Project 9: Value at Risk (VaR) Calculator
Build a tool that estimates portfolio Value at Risk using historical and parametric methods.
Project Overview
| Attribute | Value |
|---|---|
| Difficulty | Level 2: Intermediate |
| Time Estimate | Weekend |
| Main Language | Python |
| Alternative Languages | R, Julia |
| Knowledge Area | Risk metrics |
| Tools | CSV data |
| Main Book | “Risk Management and Financial Institutions” by John Hull |
What you’ll build: A VaR calculator that reports losses at a chosen confidence level.
Why it teaches quant: Risk is as important as return. VaR makes downside explicit.
Core challenges you’ll face:
- Computing historical returns
- Implementing parametric VaR
- Explaining confidence levels
Real World Outcome
You will input a portfolio and get VaR estimates for different confidence levels.
Example Output:
$ python var.py --portfolio portfolio.csv --alpha 0.95
Historical VaR: -2.3%
Parametric VaR: -2.1%
Verification steps:
- Compare historical vs parametric results
- Validate percentile calculations
The Core Question You’re Answering
“How bad can losses get, and with what confidence?”
VaR is the standard language of portfolio risk.
Concepts You Must Understand First
Stop and research these before coding:
- Returns distribution
- How do you compute portfolio returns?
- Book Reference: “Risk Management and Financial Institutions” by John Hull, Ch. 9
- Confidence levels
- What does 95% VaR actually mean?
- Book Reference: “Risk Management and Financial Institutions” by John Hull, Ch. 9
- Normal approximation
- When is parametric VaR appropriate?
- Book Reference: “Risk Management and Financial Institutions” by John Hull, Ch. 10
Questions to Guide Your Design
- Portfolio inputs
- Will you support weighted portfolios or single assets?
- How will you handle missing price data?
- Method selection
- Will you implement historical, parametric, or both?
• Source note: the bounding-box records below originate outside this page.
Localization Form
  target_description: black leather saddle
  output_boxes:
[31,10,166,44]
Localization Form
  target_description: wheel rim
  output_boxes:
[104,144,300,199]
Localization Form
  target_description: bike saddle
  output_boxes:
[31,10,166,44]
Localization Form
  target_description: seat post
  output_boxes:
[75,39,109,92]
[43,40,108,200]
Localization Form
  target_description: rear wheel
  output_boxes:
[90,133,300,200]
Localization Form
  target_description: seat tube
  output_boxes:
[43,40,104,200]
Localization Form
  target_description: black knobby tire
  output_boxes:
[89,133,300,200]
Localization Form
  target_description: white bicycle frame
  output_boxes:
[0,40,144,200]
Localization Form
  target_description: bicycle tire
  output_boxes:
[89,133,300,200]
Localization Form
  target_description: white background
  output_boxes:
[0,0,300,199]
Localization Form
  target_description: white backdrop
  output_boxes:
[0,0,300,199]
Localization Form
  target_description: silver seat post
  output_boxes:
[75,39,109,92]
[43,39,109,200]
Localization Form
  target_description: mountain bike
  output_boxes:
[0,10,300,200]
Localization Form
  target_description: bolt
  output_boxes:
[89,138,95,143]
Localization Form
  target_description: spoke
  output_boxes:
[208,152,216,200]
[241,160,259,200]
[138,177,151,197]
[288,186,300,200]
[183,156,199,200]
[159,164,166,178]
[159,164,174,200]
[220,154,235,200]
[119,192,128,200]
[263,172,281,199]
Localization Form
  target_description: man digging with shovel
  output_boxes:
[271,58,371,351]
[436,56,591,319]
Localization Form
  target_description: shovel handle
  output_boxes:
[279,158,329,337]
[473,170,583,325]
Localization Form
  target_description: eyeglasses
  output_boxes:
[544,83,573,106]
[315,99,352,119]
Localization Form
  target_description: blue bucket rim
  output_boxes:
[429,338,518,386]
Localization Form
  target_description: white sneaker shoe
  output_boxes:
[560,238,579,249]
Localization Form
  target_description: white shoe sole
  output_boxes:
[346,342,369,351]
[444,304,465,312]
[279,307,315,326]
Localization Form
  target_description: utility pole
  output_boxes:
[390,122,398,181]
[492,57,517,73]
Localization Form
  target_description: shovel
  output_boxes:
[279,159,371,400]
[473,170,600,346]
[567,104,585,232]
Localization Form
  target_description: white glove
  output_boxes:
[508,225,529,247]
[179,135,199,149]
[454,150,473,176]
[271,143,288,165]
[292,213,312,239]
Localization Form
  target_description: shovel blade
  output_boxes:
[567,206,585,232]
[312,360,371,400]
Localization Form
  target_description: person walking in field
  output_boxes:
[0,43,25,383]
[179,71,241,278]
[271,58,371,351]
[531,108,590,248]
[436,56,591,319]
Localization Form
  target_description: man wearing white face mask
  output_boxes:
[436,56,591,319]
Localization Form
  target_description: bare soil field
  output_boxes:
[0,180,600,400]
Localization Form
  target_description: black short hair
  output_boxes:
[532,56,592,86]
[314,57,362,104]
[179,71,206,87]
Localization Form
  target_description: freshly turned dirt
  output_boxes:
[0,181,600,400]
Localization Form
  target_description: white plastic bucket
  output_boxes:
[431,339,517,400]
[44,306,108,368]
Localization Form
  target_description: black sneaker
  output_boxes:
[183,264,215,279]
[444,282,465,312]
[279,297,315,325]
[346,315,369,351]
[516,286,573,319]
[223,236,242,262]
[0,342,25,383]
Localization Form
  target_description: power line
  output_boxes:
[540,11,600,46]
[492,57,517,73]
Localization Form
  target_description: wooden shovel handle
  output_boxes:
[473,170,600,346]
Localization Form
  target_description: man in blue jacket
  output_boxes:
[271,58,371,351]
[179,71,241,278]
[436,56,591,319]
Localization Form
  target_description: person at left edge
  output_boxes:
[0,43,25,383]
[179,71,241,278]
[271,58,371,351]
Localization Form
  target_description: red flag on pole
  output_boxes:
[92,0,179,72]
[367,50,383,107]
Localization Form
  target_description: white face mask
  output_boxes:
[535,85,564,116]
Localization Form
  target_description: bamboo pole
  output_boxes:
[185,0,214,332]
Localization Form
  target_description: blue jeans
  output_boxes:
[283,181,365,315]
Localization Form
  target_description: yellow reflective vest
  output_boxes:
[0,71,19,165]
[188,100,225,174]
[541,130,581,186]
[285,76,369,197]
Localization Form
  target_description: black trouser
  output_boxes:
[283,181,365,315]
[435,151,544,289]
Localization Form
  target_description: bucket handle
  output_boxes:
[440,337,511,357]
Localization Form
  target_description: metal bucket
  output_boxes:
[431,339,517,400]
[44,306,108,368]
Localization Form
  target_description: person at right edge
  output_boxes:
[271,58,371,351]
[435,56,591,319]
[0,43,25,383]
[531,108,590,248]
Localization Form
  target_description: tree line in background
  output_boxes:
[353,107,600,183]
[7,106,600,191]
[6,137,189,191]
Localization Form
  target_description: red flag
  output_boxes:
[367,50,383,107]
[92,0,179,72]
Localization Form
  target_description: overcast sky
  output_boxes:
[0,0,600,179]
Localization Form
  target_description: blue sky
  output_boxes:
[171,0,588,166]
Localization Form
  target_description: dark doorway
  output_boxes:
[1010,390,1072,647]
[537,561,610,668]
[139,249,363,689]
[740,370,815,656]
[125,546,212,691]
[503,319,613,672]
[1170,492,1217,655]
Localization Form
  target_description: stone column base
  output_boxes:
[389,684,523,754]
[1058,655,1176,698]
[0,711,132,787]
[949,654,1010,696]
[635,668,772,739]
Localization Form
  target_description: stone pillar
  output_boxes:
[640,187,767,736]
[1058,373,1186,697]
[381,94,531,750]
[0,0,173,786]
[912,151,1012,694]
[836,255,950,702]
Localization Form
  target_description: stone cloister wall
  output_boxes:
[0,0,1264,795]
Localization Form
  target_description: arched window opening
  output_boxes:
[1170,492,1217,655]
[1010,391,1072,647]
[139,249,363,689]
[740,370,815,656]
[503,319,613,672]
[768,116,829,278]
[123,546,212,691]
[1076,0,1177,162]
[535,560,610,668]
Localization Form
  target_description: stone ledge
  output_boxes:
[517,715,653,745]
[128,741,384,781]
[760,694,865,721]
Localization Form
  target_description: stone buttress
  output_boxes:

- How will you compare results?
Thinking Exercise
Percentile Intuition
If you have 1000 daily returns, what return corresponds to the 95% VaR?
Questions while working:
- Why is VaR a tail statistic?
- What does it ignore about extreme losses?
The Interview Questions They’ll Ask
Prepare to answer these:
- “What is VaR and how is it interpreted?”
- “What is the difference between historical and parametric VaR?”
- “Why can VaR underestimate risk?”
- “What confidence level is commonly used?”
- “What is expected shortfall?”
Hints in Layers
Hint 1: Starting Point Start with historical returns and percentile extraction.
Hint 2: Next Level Add parametric VaR using mean and std deviation.
Hint 3: Technical Details Use negative sign conventions consistently.
Hint 4: Tools/Debugging Plot the return distribution and mark the VaR cutoff.
Books That Will Help
| Topic | Book | Chapter |
|---|---|---|
| VaR basics | “Risk Management and Financial Institutions” by John Hull | Ch. 9 |
| Parametric VaR | “Risk Management and Financial Institutions” by John Hull | Ch. 10 |
| Return distributions | “Risk Management and Financial Institutions” by John Hull | Ch. 9 |
Implementation Hints
- Use consistent time windows for return calculations.
- Normalize portfolio weights to sum to one.
- Provide multiple confidence levels for comparison.
Learning Milestones
- First milestone: You can compute historical VaR.
- Second milestone: You can compute parametric VaR.
- Final milestone: You can explain VaR limitations clearly.